なお、これで彼が大貧民となった回数は、通算で十回目となる。
「そやね、もうとっくに十六時回ってんのにな」
秋森の言う通り、リビングの柱に掛けられている掛時計は、現在時刻が十六時を十分ほど過ぎた頃であることを指し示していた。

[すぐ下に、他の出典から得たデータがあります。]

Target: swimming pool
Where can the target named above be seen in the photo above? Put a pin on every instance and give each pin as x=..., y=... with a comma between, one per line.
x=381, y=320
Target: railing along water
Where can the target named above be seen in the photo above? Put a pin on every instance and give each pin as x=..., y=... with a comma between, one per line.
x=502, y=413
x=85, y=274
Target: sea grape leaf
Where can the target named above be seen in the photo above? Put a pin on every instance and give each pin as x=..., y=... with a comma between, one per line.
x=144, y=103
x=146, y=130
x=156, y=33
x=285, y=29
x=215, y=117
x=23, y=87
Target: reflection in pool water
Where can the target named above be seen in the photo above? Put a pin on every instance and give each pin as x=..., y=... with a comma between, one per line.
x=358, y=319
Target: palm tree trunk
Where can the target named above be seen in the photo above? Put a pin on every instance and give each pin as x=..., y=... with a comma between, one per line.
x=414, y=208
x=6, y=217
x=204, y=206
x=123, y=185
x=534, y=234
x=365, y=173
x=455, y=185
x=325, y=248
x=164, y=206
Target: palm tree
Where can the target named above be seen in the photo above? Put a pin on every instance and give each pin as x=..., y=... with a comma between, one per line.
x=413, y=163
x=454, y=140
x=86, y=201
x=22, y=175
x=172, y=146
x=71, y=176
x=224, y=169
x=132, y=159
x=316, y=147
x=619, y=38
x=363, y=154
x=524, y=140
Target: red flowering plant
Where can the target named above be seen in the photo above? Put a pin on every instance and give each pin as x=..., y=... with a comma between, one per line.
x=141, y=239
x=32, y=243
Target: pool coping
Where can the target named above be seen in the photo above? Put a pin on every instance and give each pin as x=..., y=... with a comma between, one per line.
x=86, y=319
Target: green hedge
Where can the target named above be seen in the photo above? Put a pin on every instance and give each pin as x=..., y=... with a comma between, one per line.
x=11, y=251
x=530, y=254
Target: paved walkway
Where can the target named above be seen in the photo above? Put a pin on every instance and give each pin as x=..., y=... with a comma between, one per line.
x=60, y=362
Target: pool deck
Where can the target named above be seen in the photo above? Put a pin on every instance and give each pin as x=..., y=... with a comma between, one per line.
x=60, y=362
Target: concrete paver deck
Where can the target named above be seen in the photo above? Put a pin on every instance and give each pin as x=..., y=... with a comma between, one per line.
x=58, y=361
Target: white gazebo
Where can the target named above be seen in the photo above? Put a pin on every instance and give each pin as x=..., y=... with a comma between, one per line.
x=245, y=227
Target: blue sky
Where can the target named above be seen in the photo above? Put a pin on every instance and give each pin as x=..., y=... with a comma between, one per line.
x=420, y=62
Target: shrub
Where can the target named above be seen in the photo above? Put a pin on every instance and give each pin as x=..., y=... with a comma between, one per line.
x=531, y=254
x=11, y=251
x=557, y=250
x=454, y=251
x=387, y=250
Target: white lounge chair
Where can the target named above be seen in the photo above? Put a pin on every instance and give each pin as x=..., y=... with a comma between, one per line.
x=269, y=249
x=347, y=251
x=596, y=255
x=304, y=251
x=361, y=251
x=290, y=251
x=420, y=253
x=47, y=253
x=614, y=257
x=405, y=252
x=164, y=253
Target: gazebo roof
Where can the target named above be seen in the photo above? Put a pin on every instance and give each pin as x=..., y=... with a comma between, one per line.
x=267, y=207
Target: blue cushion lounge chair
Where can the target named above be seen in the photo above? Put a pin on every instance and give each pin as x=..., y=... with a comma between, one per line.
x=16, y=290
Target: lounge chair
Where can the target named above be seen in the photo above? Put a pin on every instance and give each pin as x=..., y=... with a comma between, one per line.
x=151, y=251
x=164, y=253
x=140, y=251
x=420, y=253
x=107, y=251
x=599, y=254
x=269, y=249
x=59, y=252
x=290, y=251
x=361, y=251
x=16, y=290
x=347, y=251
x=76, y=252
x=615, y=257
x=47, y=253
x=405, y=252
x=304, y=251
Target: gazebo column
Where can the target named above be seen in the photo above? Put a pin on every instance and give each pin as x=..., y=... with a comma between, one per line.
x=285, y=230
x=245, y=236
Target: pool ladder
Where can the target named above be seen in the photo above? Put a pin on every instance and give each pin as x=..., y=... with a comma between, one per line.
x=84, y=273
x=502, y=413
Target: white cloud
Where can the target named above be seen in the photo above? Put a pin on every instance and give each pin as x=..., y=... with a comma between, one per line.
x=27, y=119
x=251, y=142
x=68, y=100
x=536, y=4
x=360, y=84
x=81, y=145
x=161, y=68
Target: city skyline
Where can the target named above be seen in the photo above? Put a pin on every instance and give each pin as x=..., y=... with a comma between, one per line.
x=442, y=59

「ふむ、加藤くん。悪いんだけど、彼らの部屋まで行って二人を呼んできてくれないかな?」
「あ、はい。わかりました」
そう言って春明が席を立った直後のこと。
「いやー、すんません。ちょっと準備に手間取っちまいました!」
謝罪の言葉を口にしつつも、まったく悪びれた様子のない朝塚がリビングに現れる。
「十分ほど遅刻ですよ、朝塚先輩」
「だから悪かったって。あれ、それより優希のやつは?」
「……まだ来てません。一緒に居たんじゃなかったんですか?」
「あー、三十分ほど前まではな? 俺はテストの準備やら何やらで色々と忙しい身なんだ。ずっとあいつに構ってられねーよ」
その言葉を受けて春明は、朝塚が何やらプリント用紙を脇に抱えていることに気付く。
「テスト? これから何かのテストをするんですか?」
「おっと、まだ詳しくは言えねーな? 知りたかったらさっさと優希を呼んでくるんだな」
プリント用紙を背中に隠しながら朝塚は不適な笑みをこぼす。
釈然としないものを感じつつ、春明は鈴原の部屋である“201号室”へと向かうのであった。
※ ※ ※
「せんぱぁ~い! 鈴原せんぱぁ~い!」
“201号室”のドアの前へと到着した春明は、鈴原の名を呼びながらノックをする。
しかし、いくら名を呼ぼうがノックをしようが、彼女からの返答はない。
「やっぱり寝てるのかな?」
ならば仕方ないと、春明はズボンのポケットから携帯を取り出して鈴原の番号にかけるが、これも駄目。
何度コールしようとも彼女が出ることはなかった。
ふむ、と春明は顎に手を当てる。
旅先の仮住まいとはいえ、まさか女性の部屋に無断で侵入するわけにもいかない。
であるなら、現状彼がこの場で出来ることはもう何もないことになる。
「……まぁ、やるだけのことはやったしね」
人事は尽くしたと自分に言い訳しつつ、春明はリビングへと戻るのであった。